Cornell Law Review, Vol. 106, Issue 2

15 Mar 2021


Cornell Law Review 
is proud to announce Vol. 106, Issue 2. Thank you to our amazing authors for their outstanding collaboration and patience with us during the COVID-19 pandemic. Please see below for a complete list of Vol. 106, Issue 2 authors and their scholarship.

ARTICLES

The Evidence Rules That Convict the Innocent

Jeffrey Bellin, Professor, William & Mary Law School

This Article explores the lessons of the Innocence Movement for American evidence law. It argues that the discovery and ongoing chronicle of hundreds of false convictions present a unique opportunity to reevaluate American evidence law. This reevaluation could lead to innocence-protective changes to existing evidence rules and a welcome infusion of energy into evidence policymaking and commentary.

Inescapable Surveillance

Matthew Tokson, Professor of Law, University of Utah S.J. Quinney College of Law

This Article offers the first systematic analysis of inescapability in Fourth Amendment law. It challenges the prevailing wisdom that inescapability is a desirable or workable basis for Fourth Amendment protection. Inescapability does not provide a conceptually coherent standard for courts to apply. It incentivizes consumers to forego beneficial technologies, creating substantial social harms. It fails to adequately protect the most sensitive forms of personal information. It creates doctrinal confusion and ignores established precedents that contradict the inescapability model. Moreover, inescapability analysis elides individual differences—technologies that are avoidable for most people may be unavoidable for others, including the disabled, the poor, and other disadvantaged populations.

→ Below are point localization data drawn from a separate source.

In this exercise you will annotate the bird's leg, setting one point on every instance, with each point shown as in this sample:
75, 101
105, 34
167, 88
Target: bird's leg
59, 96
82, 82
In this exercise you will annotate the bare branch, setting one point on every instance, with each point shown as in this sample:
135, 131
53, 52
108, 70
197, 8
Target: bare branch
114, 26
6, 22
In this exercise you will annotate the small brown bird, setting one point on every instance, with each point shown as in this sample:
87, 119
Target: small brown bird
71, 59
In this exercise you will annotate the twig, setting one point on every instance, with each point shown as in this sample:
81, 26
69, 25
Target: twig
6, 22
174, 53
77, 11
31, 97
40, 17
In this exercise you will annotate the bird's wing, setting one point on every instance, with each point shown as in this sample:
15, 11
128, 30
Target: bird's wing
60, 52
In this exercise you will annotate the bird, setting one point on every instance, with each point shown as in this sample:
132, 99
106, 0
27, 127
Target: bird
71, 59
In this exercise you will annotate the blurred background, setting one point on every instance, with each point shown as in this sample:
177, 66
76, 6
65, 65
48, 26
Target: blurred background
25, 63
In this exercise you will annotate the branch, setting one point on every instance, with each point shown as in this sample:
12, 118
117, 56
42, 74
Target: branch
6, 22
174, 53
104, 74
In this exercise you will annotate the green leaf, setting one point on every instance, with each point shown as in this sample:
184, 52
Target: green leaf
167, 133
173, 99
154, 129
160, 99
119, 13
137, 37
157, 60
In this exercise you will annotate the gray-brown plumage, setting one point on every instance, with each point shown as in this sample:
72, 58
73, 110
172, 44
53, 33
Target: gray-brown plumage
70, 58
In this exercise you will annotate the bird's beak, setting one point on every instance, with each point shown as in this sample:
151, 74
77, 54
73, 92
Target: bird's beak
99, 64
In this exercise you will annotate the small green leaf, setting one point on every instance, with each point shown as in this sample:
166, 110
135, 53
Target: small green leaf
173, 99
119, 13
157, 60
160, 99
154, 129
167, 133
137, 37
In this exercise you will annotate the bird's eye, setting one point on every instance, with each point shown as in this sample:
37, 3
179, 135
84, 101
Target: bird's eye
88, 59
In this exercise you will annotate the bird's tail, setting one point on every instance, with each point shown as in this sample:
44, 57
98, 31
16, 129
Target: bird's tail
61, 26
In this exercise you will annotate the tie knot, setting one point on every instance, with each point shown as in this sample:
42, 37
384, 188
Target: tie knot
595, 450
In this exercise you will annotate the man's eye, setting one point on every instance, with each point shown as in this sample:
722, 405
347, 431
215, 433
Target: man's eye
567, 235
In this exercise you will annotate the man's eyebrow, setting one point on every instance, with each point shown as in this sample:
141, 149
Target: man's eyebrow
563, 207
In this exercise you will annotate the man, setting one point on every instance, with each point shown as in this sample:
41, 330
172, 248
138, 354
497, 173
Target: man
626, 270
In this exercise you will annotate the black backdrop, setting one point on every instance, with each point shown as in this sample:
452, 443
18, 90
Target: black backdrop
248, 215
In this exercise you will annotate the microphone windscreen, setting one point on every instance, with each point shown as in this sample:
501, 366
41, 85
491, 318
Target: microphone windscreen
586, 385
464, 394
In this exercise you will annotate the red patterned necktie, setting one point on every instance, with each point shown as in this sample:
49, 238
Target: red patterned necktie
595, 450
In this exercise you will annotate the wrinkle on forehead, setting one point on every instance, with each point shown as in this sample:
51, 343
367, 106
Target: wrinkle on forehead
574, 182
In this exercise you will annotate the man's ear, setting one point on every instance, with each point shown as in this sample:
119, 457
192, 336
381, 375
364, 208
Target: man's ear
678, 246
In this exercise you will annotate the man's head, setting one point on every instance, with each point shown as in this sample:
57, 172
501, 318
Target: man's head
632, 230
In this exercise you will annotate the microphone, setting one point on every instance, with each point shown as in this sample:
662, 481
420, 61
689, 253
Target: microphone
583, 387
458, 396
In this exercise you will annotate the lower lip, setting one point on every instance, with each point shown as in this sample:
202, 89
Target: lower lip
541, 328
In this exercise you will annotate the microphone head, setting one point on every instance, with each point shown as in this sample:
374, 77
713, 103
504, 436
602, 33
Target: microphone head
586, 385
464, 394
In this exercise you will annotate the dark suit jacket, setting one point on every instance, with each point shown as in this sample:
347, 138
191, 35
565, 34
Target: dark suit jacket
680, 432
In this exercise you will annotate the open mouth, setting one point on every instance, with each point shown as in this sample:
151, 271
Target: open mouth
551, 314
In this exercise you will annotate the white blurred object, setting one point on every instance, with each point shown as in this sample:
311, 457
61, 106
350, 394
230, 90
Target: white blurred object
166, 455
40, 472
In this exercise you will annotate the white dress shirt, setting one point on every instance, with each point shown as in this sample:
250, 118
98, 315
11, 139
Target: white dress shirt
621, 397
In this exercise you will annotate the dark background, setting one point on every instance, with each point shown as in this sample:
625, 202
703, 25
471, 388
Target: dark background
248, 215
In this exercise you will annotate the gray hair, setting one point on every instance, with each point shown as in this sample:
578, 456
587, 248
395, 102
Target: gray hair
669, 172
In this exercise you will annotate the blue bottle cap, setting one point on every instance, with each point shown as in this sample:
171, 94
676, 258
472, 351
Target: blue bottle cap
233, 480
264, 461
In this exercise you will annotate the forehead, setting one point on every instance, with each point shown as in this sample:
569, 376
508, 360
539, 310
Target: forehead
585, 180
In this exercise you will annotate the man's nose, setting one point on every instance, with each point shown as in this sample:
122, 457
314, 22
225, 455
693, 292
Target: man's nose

Population-Based Sentencing

Jessica M. Eaglin, Associate Professor of Law, Indiana University Maurer School of Law

This Article addresses the institutionalization of actuarial risk assessments at sentencing by identifying the tension between how courts are responding to actuarial risk assessments at sentencing, and how advocates of the trend want courts to respond to the tools. It also identifies a yet underexplored interest convergence between courts and RAIs’ opponents illuminated by the jurisprudence and worthy of further
exploration going forward.

NOTES

Second-Class Citizens Under the Second Amendment: The Case for Applying Strict Scrutiny to Lifetime Firearm Bans for Individuals Previously Committed to Mental Institutions

Lauren Devendorf, B.A., Duke University, 2015; J.D., Cornell Law School, 2020; Publishing Editor, Cornell Law Review, Vol. 105.

This Note seeks to critique the conflicting approaches that the Third, Sixth, and Ninth Circuits have taken when analyzing what Second Amendment rights, if any, individuals are entitled to after a mental institution involuntarily commits them. Additionally, this Note offers a novel solution. To do so, it explores “not the what, where, when, or why of the Second Amendment’s limitations—but the who.” Tyler v. Hillsdale Cty. Sheriff’s Dep’t (Tyler I), 775 F.3d 308, 322 (6th Cir. 2014), vacated, 837 F.3d 678 (2016).

Compelling Code: A First Amendment Argument Against Requiring Political Neutrality in Online Content Moderation

Lily A. Coad, B.A., Duke University, 2018; J.D., Cornell Law School, 2021; Publishing Editor, Cornell Law Review, Vol. 106.

In 2019, Senator Josh Hawley (R-Mo.) introduced a bill that exemplifies conservatives’ criticisms of big tech and Section 230. The Ending Support for Internet Censorship Act seeks to eradicate the alleged “anti‑conservative bias” on social media platforms by requiring large tech companies to maintain politically neutral content moderation algorithms and practices. This Note argues that requiring tech companies to maintain politically neutral content moderation algorithms is a form of compelled speech and is therefore presumptively unconstitutional under the First Amendment. Further, it argues that Senator Hawley’s bill cannot survive the applicable standard of strict scrutiny because eliminating alleged political bias by social media companies is not a compelling government interest, and, even if it were, the bill is not narrowly tailored to serving that interest.